Ortada önemli bir konu var, sorumlular topu çevi­rerek zaman kazanmaya çalışıyor. Son iki yılda tarihi bir servet transferinin gerçekleşmesine tanık olduk. Vatandaş pek bunun fakında değil ancak gerçek bu.

Kamunun ve tasarruf sahibinin parasını bedavaya bi­rilerine vererek, sınırının ne olduğu bilinmeyen bir enflasyon ortamında maddi güç haksız bir şekilde el değiştirdi.

Piyasa uyuşturucuya alışmış bir bağımlı gibi bu yapay ekonomik ik­lime bağlandı.

Herkes yapılanın ha­talı olduğunu anladı ancak bu hatadan nasıl dönüleceğini bilen yok. Aslında, “bilen yok” doğru bir ifade değil sa­nırız, yapılması gerekeni uygulayacak insan yok desek daha doğru olacak.

Koro halinde faizin normal bir seviyeye gelmesinin çok olumsuz olacağı söyleniyor. Peki soru şu; “Enflas­yon uzaya ulaştığı bir ortamda faizi % 8,5’a indirmenin sonuçları daha olumsuz değil miydi?”
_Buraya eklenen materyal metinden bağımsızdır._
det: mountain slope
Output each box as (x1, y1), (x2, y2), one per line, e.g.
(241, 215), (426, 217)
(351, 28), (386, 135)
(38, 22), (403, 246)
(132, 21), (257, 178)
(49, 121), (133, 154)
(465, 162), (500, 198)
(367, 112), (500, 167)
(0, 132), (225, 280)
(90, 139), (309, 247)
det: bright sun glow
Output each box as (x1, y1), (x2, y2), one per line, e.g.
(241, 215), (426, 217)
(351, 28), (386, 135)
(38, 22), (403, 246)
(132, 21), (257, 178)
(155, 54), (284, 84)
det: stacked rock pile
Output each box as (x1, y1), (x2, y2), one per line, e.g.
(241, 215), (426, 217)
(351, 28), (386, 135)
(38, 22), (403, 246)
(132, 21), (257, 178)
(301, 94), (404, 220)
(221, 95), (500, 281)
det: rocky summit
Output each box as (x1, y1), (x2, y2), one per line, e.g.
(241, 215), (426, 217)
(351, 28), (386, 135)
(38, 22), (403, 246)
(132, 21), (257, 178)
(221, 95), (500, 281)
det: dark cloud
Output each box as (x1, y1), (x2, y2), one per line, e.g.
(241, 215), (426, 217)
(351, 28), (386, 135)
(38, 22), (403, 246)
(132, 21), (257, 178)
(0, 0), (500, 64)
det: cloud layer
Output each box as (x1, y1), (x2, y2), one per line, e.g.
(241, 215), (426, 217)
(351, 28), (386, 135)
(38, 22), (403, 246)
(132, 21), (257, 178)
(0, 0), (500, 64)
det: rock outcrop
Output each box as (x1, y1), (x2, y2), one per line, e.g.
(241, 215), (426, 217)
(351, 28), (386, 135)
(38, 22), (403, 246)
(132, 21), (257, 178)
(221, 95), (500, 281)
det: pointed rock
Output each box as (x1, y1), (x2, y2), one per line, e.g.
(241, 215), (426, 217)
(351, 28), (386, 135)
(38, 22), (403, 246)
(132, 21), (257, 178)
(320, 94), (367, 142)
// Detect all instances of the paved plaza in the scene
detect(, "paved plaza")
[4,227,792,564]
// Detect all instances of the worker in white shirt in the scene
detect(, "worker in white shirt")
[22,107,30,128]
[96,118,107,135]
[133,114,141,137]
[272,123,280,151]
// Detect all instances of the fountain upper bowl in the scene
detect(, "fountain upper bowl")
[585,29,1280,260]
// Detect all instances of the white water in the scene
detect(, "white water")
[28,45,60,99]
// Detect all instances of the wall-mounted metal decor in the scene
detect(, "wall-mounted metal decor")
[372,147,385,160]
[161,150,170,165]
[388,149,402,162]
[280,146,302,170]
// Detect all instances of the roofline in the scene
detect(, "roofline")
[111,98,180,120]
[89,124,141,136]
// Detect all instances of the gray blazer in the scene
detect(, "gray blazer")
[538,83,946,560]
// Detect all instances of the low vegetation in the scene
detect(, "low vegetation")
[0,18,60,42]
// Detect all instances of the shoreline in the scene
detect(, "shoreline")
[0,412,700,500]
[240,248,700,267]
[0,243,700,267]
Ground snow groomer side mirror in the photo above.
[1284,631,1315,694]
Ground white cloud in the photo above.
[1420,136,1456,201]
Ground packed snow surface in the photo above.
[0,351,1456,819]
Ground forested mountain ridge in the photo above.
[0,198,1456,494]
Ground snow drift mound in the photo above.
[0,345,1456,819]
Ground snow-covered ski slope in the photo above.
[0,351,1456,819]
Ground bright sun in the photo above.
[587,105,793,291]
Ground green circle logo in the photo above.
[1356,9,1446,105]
Neden korkuluyor? Geçtiğimiz günlerde dünyanın en prestijli ekonomi gazetesi dünyada en fazla zombi şirketin Türkiye’de olduğunu yazdı. Faizin normal bir seviyede olması durumunda bu şirketlerin batmasın­dan korkulmakta.

Bir diğer endişe serbest piyasa uygulamaları dışında bankalara satılan yaklaşık 200 milyar TL olduğu sanılan devlet tahvillerinden oluşacak zararın bankacılık siste­mine getireceği yüktür.

Enflasyon sarmalında ölçümleme yapılamayan ve fiyat beklentileri yerle bir olmuş ekonomide bunlardan korkarak adım atamıyorsanız, işimiz gerçekten zordur.

Milyonlarca insanın cebinden paralarını haksız bir şekilde transfer ederken neden endişe eden bir kişi yoktu?

Türkiye önümüzdeki dönemde irrasyonelliğin nor­malleştiği ortamdan çıkış hikayesini tartışacak.

Bu süreçte bir an önce gerçeklerin tartışılmaya baş­lanmasını temenni ediyoruz.